Le mythe est vieux comme le monde et il a survécu
à toutes les révolutions éducatives, de Rousseau
au bon docteur Spock : toute enfance est à façonner.
Plus encore, à contraindre.
Depuis quelques années, notre civilisation du malaise
a créé une nouvelle effigie de l'enfance : de plus
en plus nombreux seraient les sauvageons, recensés
dès la crèche, caïds des cours de récré des écoles
maternelles, enfants rois sans bornes et sans limites,
ne respectant rien ni personne, voire maltraitants
à l'égard de ceux qui les élèvent ou les éduquent.
Ces nouveaux enfants terribles qui semblent
émerger dans l'espace social existent-ils vraiment ?
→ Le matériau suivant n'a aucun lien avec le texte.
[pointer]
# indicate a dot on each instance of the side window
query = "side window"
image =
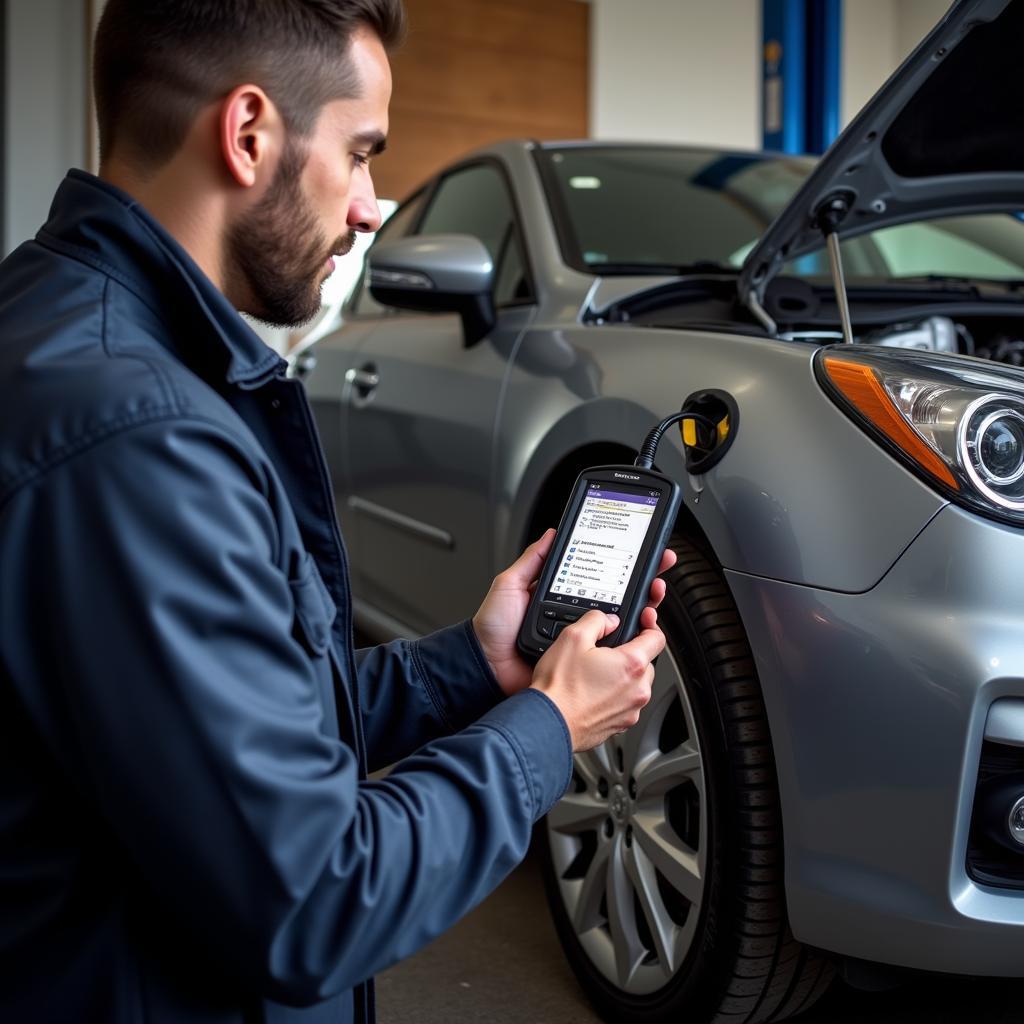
(475, 201)
(361, 302)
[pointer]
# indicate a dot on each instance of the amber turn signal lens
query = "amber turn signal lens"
(859, 385)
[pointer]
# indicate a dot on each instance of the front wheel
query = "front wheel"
(664, 861)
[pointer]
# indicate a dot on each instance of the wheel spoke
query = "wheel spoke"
(578, 812)
(669, 854)
(663, 929)
(658, 774)
(587, 913)
(622, 919)
(593, 765)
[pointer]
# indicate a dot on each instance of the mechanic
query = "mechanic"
(187, 832)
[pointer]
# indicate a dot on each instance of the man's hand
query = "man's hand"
(599, 690)
(497, 624)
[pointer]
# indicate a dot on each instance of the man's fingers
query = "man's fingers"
(648, 643)
(592, 627)
(657, 589)
(648, 617)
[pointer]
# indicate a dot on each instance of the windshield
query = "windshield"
(655, 209)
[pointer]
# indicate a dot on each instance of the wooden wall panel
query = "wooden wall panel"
(472, 72)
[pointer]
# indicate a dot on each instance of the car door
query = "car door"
(420, 410)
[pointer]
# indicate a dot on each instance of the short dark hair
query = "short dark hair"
(158, 62)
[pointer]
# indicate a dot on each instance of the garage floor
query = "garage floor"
(502, 964)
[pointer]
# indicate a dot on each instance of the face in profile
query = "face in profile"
(281, 250)
(321, 195)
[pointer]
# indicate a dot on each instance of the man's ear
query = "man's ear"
(251, 131)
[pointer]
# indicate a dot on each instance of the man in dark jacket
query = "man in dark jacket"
(186, 827)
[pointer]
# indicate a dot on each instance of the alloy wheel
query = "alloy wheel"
(628, 843)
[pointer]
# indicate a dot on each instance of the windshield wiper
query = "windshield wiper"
(962, 282)
(675, 269)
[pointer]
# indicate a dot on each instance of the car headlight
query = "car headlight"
(958, 423)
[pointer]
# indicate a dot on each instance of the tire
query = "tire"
(664, 862)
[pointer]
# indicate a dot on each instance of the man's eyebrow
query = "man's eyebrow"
(374, 140)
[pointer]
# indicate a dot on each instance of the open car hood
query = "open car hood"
(944, 135)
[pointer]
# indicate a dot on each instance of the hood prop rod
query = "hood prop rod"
(830, 214)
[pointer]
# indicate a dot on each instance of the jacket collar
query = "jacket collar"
(98, 223)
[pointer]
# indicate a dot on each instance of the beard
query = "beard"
(276, 253)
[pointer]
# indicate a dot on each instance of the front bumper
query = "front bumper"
(878, 706)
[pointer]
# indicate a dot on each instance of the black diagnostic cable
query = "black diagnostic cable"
(645, 460)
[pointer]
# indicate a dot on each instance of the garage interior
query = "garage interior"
(471, 73)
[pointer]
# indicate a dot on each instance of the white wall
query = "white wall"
(878, 35)
(682, 71)
(689, 71)
(44, 109)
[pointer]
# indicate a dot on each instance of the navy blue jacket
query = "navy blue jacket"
(186, 828)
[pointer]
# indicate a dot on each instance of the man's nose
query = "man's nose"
(364, 212)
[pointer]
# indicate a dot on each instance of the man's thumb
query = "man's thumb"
(595, 626)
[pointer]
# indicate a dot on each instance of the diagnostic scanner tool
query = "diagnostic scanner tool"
(605, 554)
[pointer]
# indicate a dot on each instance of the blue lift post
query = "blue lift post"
(800, 74)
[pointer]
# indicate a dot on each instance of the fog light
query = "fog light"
(1016, 821)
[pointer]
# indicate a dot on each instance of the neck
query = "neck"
(189, 208)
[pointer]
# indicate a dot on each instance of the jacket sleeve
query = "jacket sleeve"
(412, 691)
(150, 633)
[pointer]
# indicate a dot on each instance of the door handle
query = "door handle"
(364, 380)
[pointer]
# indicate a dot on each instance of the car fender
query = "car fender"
(803, 496)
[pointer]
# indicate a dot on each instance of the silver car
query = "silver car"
(830, 773)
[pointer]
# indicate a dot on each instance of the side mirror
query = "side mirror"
(437, 273)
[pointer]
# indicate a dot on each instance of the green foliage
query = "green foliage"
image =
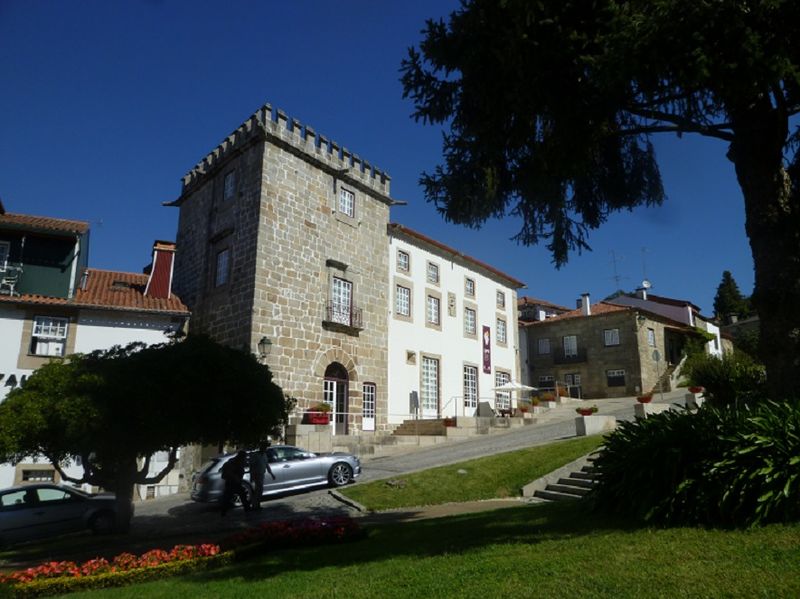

Le danger qu'ils représentent pour notre si chère
société libérale avancée requiert-il autant de décrets,
d'arrêtés, de rapports, de mesures de prévention
«musclée» qui sont autant de vélléités de façonnage,
de formatage des poupards du XXIe siècle ?
Ce manifeste dit haut et fort qu'il faut cesser
d'embarquer l'enfance dans ces politiques de la peur
et de la culpabilité aujourd'hui si largement
conduites. Qu'il faut laisser aux enfants leur temps
d'enfance, un temps hasardeux, riche d'improbables
fortunes et d'ahurissantes métamorphoses.